他に国内の落葉性のカンアオイ属はフタバアオイと、本種と同じウスバサイシン節の残り6種のみ。
フタバアオイとウスバサイシンの識別
フタバアオイの花は3つある萼片が完全には合着せず、不完全な筒型となる。
(=互いに接合はしているが、境界がはっきり確認できる。)
また、フタバアオイの花は淡紅色で、ふつう萼片が大きく反り返って萼筒に密着するため一見して区別できる。

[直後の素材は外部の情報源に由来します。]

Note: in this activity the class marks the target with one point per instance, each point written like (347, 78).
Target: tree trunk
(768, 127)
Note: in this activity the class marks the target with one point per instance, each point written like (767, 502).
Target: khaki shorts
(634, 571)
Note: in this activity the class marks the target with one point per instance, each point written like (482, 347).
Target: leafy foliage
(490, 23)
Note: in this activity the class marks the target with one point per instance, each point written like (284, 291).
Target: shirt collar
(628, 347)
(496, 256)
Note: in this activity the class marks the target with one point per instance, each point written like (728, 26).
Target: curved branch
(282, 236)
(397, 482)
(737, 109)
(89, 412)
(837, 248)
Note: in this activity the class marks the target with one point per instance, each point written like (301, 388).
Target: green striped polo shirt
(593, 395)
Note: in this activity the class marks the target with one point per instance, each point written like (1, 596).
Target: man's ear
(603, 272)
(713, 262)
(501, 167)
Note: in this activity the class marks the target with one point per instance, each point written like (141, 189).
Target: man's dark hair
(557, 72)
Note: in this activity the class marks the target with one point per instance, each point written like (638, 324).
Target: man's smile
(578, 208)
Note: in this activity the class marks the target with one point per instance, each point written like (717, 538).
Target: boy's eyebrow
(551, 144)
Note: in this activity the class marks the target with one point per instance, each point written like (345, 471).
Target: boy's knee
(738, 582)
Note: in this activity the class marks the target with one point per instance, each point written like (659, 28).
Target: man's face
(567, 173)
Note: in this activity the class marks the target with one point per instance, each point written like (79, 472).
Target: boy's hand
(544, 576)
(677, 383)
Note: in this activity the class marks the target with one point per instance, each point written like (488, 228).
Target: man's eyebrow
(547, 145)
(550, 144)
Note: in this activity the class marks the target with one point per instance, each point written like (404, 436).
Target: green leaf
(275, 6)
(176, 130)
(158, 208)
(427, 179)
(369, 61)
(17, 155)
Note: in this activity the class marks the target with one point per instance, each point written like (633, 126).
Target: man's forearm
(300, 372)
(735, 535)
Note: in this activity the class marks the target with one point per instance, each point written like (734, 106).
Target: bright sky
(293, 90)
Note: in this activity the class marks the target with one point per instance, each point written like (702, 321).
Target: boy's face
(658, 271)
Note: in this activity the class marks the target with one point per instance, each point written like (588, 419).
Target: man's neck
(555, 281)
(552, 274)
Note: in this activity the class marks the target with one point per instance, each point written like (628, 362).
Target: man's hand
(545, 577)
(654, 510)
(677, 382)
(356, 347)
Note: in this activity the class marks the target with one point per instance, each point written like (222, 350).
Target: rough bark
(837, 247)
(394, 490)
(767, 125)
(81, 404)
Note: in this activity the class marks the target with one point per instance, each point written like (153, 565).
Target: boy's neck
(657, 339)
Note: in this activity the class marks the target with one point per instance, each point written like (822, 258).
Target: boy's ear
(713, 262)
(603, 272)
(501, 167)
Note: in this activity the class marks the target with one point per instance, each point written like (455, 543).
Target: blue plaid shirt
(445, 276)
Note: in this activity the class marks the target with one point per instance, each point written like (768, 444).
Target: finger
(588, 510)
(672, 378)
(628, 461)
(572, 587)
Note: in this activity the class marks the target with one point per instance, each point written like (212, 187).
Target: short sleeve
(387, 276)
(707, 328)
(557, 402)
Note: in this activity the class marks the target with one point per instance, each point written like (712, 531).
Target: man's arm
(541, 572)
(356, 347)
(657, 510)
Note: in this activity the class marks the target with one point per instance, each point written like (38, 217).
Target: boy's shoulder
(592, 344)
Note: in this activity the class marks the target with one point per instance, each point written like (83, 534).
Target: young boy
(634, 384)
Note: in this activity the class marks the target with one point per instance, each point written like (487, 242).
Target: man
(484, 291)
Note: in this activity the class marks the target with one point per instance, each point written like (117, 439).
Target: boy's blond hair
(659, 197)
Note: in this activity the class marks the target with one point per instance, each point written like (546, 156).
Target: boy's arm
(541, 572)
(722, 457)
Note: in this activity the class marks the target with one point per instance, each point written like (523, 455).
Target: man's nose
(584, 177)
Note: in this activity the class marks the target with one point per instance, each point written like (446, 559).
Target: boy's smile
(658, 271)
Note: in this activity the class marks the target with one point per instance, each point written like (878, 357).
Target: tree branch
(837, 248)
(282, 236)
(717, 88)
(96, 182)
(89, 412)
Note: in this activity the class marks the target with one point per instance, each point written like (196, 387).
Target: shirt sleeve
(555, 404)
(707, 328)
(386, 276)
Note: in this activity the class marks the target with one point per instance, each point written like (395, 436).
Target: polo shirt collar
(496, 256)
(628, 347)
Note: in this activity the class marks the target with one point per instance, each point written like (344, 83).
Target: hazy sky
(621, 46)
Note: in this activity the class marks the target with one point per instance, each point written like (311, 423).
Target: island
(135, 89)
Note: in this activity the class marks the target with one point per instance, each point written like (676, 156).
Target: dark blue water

また、葉はフタバアオイのほうが小型で丸みが強く、表面の光沢も目立つ。
ウスバサイシン節の他種との識別
ウスバサイシン節の他6種はいずれもウスバサイシンと葉がよく似ており、花の確認が必要である。
なお、本節の分類および各種の分布についてはYamaji et al. (2007)5)に詳しい。
和名 | 学名 | 国内分布 |
---|---|---|
オクエゾサイシン | A. heterotropoides | 北海道、東北 |
トウゴクサイシン | A. tohokuense | 東北、中部地方北部、関東東部、佐渡島 |
ミクニサイシン | A. mikuniense | 群馬・栃木・長野・新潟県境付近 |
ウスバサイシン | A. sieboldii | 中部、関東南部~中国、佐渡島、対馬 |
イズモサイシン | A. maruyamae | 島根県 |
クロフネサイシン | A. dimidiatum | 奈良、広島、四国、九州 |
アソサイシン | A. misandrum | 九州(阿蘇山地) |
和名 | 萼筒内側 | 萼口 | 萼片 |
---|---|---|---|
オクエゾサイシン | 淡色~部分的に暗紫色 | 狭い | 反り返る |
トウゴクサイシン | 部分的に暗紫色 | 広い | 平開する |
ミクニサイシン | 淡色 | 狭い | 平開する |
ウスバサイシン | 全体暗紫色 | 広い | 平開する |
イズモサイシン | 全体暗紫色 | 狭い | 平開する |
クロフネサイシン | 全体暗紫色 | 広い | 平開する |
アソサイシン | 部分的に暗紫色 | 広い | 反り返る |
本種(ウスバサイシン)と分布が重なるのはミクニサイシン、クロフネサイシン、トウゴクサイシン、イズモサイシンの4種である。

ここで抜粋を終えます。